Наступил день отъезда — с него-то начинается этот рассказ. Уложив чемоданы, я почему-то захотел еще раз осмотреть пустые ящики письменного стола и неожиданно обнаружил в одном из них изрядно помятую, перегнутую пополам тетрадь в серой бумажной обложке. Вся тетрадь была исписана широким размашистым почерком, почти без помарок. Ни имени, ни адреса владельца тетради нигде не было. Обращение к хозяину гостиницы также не развеяло недоумения: никто не заявлял о забытой тетради. Во время повторного осмотра находки удалось обнаружить в конце тетради дату, свидетельствующую о том, что рукопись пролежала в письменном столе почти четыре года. Хозяин гостиницы недоуменно пожимал плечами, пока вдруг не вспомнил, что письменный стол из моей комнаты долгое время до этого простоял на чердаке. Прошло слишком много лет, чтобы можно было надеяться найти владельца тетради или ожидать, что он явится за нею сам. Тетрадь осталась у меня. Я приехал домой и перевел то, что было написано в ней.

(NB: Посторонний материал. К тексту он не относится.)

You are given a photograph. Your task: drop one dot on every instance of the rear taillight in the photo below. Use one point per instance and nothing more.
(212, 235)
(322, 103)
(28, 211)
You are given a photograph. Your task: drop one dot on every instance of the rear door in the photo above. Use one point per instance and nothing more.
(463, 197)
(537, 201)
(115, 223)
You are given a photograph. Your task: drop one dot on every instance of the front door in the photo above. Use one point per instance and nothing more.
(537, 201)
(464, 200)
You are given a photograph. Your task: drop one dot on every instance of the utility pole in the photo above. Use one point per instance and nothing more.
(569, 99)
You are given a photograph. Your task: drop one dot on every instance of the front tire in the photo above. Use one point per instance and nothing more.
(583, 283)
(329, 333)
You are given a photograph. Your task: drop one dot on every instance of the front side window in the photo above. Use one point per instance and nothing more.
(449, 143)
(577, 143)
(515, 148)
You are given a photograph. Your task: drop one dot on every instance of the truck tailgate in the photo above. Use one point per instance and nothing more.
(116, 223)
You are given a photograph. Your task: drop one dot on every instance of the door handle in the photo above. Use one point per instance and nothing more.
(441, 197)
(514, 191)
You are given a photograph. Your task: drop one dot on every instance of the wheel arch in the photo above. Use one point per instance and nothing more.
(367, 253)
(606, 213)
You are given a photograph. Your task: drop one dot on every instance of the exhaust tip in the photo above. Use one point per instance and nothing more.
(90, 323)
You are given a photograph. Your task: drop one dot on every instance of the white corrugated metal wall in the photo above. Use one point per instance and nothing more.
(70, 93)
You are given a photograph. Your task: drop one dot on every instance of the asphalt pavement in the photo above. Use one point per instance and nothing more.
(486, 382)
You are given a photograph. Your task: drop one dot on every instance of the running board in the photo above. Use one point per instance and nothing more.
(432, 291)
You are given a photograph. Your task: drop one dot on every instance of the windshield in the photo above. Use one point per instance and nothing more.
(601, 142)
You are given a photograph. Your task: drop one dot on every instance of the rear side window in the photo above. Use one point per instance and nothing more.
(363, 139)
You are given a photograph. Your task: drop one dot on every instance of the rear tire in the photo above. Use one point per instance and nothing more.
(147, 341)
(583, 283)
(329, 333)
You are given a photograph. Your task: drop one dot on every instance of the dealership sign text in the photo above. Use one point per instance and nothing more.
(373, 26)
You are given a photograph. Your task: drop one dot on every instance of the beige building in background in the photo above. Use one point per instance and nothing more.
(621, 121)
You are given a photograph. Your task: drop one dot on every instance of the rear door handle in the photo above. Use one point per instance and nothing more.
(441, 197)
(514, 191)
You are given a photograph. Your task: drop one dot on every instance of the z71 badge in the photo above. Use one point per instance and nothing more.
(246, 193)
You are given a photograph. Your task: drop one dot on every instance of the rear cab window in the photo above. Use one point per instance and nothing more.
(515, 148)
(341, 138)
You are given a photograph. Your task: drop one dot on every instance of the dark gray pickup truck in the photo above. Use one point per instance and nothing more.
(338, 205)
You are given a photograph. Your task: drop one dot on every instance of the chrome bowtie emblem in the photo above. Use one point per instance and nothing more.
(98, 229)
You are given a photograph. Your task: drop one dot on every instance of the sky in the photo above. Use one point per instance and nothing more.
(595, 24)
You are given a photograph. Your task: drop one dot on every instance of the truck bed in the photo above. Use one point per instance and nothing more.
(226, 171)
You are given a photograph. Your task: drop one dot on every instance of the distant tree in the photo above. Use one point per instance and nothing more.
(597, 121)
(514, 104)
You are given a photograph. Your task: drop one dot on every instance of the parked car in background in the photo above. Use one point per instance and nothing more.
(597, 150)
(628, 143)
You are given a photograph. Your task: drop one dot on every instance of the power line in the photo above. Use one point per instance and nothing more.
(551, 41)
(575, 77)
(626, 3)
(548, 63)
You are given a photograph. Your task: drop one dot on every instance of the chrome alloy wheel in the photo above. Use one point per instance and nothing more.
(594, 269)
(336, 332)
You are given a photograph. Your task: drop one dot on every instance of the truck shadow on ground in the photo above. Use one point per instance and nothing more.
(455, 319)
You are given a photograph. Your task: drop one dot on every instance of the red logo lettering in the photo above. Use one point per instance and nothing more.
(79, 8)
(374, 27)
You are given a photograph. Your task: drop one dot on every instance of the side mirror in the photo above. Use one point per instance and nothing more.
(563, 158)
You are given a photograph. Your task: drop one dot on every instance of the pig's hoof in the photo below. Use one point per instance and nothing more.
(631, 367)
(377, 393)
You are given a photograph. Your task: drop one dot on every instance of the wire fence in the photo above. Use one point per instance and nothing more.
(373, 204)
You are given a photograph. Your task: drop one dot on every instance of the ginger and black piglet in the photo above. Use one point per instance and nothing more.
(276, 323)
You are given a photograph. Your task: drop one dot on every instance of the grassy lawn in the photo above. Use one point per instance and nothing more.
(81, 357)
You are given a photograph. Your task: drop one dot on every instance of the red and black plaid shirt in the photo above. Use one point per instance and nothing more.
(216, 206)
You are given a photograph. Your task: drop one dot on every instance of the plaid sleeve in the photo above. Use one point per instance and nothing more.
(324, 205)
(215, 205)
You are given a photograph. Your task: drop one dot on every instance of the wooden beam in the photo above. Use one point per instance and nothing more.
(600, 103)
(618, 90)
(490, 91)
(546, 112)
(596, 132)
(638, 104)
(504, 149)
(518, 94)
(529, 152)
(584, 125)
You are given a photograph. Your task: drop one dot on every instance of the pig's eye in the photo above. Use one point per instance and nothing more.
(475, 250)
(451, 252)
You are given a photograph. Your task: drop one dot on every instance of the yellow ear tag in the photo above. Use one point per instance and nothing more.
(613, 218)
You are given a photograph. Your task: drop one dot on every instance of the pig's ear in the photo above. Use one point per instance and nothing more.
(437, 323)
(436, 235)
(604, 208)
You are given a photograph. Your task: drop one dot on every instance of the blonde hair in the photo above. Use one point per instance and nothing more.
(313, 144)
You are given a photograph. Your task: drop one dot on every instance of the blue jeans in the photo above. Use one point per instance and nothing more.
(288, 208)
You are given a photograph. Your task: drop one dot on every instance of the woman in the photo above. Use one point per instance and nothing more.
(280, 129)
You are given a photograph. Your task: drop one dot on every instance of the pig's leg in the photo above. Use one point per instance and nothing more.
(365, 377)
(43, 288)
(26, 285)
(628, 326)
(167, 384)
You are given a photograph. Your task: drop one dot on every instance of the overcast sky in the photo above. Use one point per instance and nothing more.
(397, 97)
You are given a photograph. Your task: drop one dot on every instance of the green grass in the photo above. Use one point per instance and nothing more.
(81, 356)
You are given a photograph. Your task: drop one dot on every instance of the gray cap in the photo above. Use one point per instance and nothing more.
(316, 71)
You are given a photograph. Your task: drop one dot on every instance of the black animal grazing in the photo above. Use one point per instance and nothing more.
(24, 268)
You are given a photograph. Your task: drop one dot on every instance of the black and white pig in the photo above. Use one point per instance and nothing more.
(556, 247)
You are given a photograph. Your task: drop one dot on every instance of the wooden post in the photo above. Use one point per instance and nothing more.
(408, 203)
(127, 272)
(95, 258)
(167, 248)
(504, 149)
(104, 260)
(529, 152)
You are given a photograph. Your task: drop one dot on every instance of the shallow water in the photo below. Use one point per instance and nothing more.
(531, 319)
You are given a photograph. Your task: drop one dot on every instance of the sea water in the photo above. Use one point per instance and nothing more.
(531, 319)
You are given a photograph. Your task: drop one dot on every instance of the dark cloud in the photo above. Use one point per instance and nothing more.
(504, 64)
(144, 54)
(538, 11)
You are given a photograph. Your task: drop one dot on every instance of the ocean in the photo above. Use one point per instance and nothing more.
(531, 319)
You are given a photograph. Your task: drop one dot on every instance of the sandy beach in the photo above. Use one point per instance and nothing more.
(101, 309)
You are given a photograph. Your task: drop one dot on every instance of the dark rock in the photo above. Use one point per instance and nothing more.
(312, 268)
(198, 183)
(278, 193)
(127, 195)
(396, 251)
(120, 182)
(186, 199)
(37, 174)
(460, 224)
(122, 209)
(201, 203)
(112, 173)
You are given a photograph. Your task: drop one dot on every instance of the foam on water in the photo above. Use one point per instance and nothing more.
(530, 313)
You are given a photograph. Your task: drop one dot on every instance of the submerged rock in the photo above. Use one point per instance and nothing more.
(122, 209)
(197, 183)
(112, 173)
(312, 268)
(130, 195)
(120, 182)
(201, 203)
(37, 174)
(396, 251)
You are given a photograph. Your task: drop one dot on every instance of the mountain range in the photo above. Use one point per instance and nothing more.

Что же касается названия этого безымянного рассказа, то оно возникло из чисто географических соображений. Находясь в поездке, мы сообща решили не передвигать назад стрелки наших часов и продолжали жить по более привычному для нас московскому времени. Но даже помимо этого, не глядя на свои часы, мы то и дело ощущали разницу во времени, которая отделяла нас от Москвы.
Итак, вот что было написано в серой тетради.
Уже полгода я торчал в этом цирке, и каждую неделю мне присылали счет за свет прожекторов. Еще месяц, сказал я себе, и я брошу свою затею, но все равно каждый вечер с десяти до двенадцати я сидел с камерой в руках и глазел на арену. Мне дьявольски надоели все эти номера, но тем не менее я сидел и смотрел их. Хорошо еще, что я мог не ходить на первое отделение: там не было ничего стоящего. Я приходил к началу второй половины и сидел до самого конца, потому что Китс выступал последним. Я снимал Китса, а потом напивался в баре и шел к себе спать.
За все эти месяцы на арене не случилось ничего интересного, если не считать жокея, который сломал себе руку, и я жалел, что не успел снять, как он свалился с лошади. Но жокей все равно был не нужен мне, потому что я снимал Китса.
Первые недели я снимал его с разных точек манежа, пока окончательно не выбрал место в четвертом ряду, чуть влево от середины. Отсюда лучше всего было видно, как он делал свой прыжок и летел через кольцо. Шталмейстер тоже был отлично виден отсюда, и я снимал его важную осанистую походку, когда он в цилиндре и смокинге выходил на арену и привычно взволнованным голосом объявлял их выход.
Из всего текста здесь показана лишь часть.